Activision announced a new anti-cheat system for Call of Duty Warzone and Vanguard, called Ricochet.
The new tool is described as a "multi-faceted approach to combat cheating, featuring new server-side tools which monitor analytics to identify cheating, enhanced investigation processes to stamp out cheaters, updates to strengthen account security, and more."
Ricochet will be launching in Warzone first, before being added to Vanguard later down the line.
As part of the new tool, Activision will be introducing a new PC kernel-level driver, which will support the anti-cheat system by monitoring apps that interact with the game.
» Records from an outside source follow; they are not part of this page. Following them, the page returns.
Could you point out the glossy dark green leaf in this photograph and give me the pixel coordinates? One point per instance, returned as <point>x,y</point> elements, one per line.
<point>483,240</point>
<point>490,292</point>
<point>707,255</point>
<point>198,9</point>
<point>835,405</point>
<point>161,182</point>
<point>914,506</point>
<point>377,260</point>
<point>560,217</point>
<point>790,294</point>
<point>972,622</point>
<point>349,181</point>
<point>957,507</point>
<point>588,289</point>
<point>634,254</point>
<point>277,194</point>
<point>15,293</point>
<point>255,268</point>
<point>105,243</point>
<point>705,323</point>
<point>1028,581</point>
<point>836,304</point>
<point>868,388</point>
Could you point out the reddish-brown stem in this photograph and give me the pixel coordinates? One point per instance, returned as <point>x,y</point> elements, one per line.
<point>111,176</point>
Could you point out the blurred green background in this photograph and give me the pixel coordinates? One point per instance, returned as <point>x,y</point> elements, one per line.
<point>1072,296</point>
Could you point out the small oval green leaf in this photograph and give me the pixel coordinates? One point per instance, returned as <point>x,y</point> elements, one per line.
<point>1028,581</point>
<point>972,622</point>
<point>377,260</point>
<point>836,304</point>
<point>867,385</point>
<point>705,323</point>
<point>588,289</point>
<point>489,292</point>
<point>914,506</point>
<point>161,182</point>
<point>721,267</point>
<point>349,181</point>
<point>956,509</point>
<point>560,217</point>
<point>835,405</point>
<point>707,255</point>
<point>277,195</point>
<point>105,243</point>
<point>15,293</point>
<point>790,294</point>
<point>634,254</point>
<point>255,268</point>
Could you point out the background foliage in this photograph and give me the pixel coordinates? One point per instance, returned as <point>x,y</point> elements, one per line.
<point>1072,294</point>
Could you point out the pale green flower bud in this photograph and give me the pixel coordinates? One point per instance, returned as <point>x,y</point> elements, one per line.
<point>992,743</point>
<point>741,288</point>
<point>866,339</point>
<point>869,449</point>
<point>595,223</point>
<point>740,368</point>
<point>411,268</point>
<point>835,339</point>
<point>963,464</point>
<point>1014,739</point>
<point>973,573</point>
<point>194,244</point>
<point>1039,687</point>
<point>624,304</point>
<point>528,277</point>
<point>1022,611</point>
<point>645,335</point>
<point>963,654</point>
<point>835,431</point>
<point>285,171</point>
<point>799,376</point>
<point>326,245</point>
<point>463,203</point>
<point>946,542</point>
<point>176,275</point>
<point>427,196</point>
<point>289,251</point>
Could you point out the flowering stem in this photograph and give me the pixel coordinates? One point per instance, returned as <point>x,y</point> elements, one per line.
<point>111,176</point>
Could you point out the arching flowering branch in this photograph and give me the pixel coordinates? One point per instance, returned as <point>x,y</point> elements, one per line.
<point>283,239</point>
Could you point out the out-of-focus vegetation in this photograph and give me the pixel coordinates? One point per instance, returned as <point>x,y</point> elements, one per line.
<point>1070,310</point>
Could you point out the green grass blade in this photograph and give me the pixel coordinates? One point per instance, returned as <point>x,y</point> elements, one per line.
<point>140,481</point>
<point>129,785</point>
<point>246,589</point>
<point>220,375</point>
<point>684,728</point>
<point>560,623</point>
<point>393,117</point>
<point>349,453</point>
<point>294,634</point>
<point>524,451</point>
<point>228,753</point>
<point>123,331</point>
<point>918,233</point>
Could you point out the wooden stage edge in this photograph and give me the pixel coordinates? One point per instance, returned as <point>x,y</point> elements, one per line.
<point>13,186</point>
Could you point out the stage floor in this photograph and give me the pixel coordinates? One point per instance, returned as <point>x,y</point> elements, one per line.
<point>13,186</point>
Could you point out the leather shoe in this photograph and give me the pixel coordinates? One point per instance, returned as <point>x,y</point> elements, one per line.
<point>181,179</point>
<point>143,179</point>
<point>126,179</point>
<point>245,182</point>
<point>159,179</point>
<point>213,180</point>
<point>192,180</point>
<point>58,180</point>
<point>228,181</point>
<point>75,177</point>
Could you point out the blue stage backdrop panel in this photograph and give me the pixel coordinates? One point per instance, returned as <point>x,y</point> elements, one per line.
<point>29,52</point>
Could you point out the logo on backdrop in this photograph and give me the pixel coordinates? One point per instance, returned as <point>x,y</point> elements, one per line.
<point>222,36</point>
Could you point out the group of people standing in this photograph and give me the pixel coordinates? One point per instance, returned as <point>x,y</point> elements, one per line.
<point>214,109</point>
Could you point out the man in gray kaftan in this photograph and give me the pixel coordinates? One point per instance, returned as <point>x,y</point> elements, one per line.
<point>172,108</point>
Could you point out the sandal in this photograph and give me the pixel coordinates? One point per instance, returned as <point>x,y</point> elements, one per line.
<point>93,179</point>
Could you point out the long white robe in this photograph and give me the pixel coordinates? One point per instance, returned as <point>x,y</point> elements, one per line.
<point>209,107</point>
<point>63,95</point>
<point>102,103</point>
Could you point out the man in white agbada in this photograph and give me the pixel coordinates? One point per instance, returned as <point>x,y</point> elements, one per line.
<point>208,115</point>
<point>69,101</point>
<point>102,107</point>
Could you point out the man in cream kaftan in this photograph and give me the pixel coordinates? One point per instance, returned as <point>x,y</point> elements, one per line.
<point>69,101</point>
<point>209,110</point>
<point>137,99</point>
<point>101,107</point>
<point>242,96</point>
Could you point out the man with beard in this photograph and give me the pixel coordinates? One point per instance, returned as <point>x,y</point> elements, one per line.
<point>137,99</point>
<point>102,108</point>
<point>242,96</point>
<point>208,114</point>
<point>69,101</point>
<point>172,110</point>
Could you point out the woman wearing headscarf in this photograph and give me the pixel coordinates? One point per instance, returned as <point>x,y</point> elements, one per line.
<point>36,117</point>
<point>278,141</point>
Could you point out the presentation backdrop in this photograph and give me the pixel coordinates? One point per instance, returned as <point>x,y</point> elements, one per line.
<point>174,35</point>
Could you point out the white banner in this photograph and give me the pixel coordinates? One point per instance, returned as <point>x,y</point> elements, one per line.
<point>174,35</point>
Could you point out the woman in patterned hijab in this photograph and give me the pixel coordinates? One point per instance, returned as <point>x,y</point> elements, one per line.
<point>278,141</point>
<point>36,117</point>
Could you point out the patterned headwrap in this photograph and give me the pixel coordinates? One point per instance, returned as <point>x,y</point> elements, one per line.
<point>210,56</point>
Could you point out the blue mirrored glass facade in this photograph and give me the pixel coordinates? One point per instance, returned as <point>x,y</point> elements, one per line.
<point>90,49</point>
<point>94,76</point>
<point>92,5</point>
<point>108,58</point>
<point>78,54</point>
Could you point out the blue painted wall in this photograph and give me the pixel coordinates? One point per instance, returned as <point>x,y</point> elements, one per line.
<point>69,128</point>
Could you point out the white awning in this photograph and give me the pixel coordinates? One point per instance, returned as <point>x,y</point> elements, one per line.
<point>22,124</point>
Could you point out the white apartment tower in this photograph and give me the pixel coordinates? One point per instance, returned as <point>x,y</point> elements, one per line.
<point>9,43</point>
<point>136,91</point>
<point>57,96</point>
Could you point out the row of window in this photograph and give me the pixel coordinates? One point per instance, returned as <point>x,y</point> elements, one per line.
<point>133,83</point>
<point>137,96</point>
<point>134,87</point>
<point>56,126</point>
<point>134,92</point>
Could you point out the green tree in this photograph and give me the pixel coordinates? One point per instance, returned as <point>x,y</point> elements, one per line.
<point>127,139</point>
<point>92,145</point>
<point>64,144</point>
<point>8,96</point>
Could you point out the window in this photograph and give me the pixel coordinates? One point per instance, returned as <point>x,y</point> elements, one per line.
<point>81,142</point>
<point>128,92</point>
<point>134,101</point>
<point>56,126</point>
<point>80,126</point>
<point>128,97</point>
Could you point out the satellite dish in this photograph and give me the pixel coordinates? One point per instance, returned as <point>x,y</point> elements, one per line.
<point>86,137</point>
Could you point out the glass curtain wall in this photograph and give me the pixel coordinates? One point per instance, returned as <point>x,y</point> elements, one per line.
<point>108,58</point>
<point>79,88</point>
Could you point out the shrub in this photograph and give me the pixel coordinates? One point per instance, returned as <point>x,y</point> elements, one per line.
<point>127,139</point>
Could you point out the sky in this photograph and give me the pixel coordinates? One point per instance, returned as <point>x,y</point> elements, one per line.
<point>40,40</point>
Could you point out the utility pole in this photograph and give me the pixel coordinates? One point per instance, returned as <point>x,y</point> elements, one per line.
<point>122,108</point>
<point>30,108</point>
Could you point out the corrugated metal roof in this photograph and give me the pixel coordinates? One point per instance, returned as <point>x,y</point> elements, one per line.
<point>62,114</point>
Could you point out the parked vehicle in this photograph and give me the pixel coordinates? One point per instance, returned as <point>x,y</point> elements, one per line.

It will be mandatory in order to be able to play Warzone.
A kernel-level driver is "computer code that operates with high privileges on your computer, able to access all resources on your system while it is running," Activision explained in its FAQ. The announcement added that "ensuring player privacy is extremely important" for the company, acknowledging that "the prospect of a kernel-level driver may give some players pause."
Activision claimed the users' privacy will remain unaffected though, as Ricochet's kernel-level driver isn't always on, only operates while playing Warzone, only monitors software interacting with the game, and turns off when you're shutting the game down.
Activision is regularly banning players from Call of Duty, with half a million Warzone accounts permanently banned since launch as of May 2021.
Back in July, an auto-aim cheat tool was shut down at Activision's request.